The implementation I've got below works fine when I already know the bound trait to use. I get it.. that's how everything is supposed to work, hooray!
But how do I choose an Algorithm from it's string representation? How do I map strings to Structs in a way that doesn't blow up trait bounds? I'm learning that Rust has a pretty strong wall between generics/bounds and values, and I fear I may have coded myself into a very nasty corner.
The options I see so far are:
- refactor the Algorithm trait into a big nasty enum, which in my case would be a pretty big rewrite I would like to avoid.
- write a custom, unattached to the Deserialize trait, function that does some sort of peek inside the serialized string before deserializing.
I'm hoping there's an elegant, idiomatic solution I'm not seeing.
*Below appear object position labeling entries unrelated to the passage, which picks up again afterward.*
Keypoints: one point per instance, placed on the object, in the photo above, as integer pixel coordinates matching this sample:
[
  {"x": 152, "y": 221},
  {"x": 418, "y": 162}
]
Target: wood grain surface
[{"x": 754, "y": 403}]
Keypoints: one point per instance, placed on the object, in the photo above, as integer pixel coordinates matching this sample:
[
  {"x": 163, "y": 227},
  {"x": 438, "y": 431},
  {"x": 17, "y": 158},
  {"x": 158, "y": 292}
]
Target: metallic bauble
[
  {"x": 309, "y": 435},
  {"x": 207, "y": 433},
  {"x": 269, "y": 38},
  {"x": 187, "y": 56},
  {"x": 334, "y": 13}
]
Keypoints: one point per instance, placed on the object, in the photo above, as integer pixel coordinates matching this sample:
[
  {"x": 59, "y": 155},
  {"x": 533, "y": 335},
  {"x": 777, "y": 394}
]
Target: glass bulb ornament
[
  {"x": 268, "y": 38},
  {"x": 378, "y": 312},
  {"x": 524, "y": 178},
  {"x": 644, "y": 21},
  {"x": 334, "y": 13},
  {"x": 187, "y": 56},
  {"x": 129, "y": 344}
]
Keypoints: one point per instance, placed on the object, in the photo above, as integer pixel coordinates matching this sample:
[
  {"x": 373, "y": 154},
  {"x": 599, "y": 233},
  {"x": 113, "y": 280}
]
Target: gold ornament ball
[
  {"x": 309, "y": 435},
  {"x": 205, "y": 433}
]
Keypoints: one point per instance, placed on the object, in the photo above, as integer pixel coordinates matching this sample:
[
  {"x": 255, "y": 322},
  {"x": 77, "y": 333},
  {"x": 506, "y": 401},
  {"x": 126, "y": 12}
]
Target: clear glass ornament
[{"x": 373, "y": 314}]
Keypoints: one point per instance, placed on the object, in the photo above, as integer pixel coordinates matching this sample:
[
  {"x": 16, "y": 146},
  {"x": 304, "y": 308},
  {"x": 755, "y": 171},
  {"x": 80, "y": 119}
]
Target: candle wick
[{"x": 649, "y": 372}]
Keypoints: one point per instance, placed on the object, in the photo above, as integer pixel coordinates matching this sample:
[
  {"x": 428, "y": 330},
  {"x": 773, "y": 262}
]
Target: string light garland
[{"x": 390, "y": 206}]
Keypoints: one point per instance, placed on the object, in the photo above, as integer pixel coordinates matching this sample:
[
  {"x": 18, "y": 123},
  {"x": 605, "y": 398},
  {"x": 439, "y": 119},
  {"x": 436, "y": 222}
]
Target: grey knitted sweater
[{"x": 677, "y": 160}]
use std::marker::PhantomData;
use serde::{Deserialize, Deserializer, Serialize, Serializer, ser::SerializeTuple, de::{SeqAccess, Visitor, Error}};
use serde_json::json; // 1.0.85
#[derive(Debug)] struct AlgoOne;
#[derive(Debug)] struct AlgoTwo;
trait Algorithm {
const ALGORITHM: &'static str;
}
impl Algorithm for AlgoOne {
const ALGORITHM: &'static str = "AlgoOne";
}
impl Algorithm for AlgoTwo {
const ALGORITHM: &'static str = "AlgoTwo";
}
#[derive(Debug)]
struct Signature<T> {
algo: PhantomData<T>,
data: String
}
impl<T> Signature<T> where T: Algorithm {
fn new(data: String) -> Self {
Self {
algo: PhantomData,
data
}
}
fn algorithm(&self) -> &'static str {
T::ALGORITHM
}
}
impl<T> Serialize for Signature<T> where T: Algorithm {
fn serialize<S>(&self, serializer: S) -> Result<S::Ok, S::Error> where S: Serializer {
let a = self.algorithm();
let mut s = serializer.serialize_tuple(2)?;
s.serialize_element(a)?;
s.serialize_element(&self.data)?;
s.end()
}
}
struct SignatureVisitor;
impl<'de> Visitor<'de> for SignatureVisitor {
type Value = (&'de str, &'de str);
fn expecting(&self, formatter: &mut std::fmt::Formatter) -> std::fmt::Result {
formatter.write_str("a tuple of two strings")
}
fn visit_seq<A>(self, mut seq: A) -> Result<Self::Value, A::Error>
where
A: SeqAccess<'de>,
{
let l: &'de str = seq.next_element()?.unwrap();
let r: &'de str = seq.next_element()?.unwrap();
Ok((l, r))
}
}
impl<'de, T> Deserialize<'de> for Signature<T>
where
T: Algorithm,
{
fn deserialize<D>(deserializer: D) -> Result<Self, D::Error>
where
D: Deserializer<'de>,
{
let g = deserializer.deserialize_tuple(2, SignatureVisitor)?;
if g.0 != T::ALGORITHM {
Err(Error::custom("Invalid Tuple Type"))
} else {
Ok(Self::new(g.1.to_string()))
}
}
}
fn main() {
let a: Signature<AlgoOne> = Signature::new("steve".to_owned());
let j = serde_json::to_string(&a).unwrap();
dbg!(j); // ["AlgoOne","steve"]
let k = json!(("AlgoTwo", "horace")).to_string();
dbg!(&k); // ["AlgoTwo","horace"]
let r: Result<Signature<AlgoTwo>, serde_json::Error> = serde_json::from_str(&k);
match r {
Err(e) => println!("Error: {}", e.to_string()),
Ok(r) => println!("{:?}", r),
}
}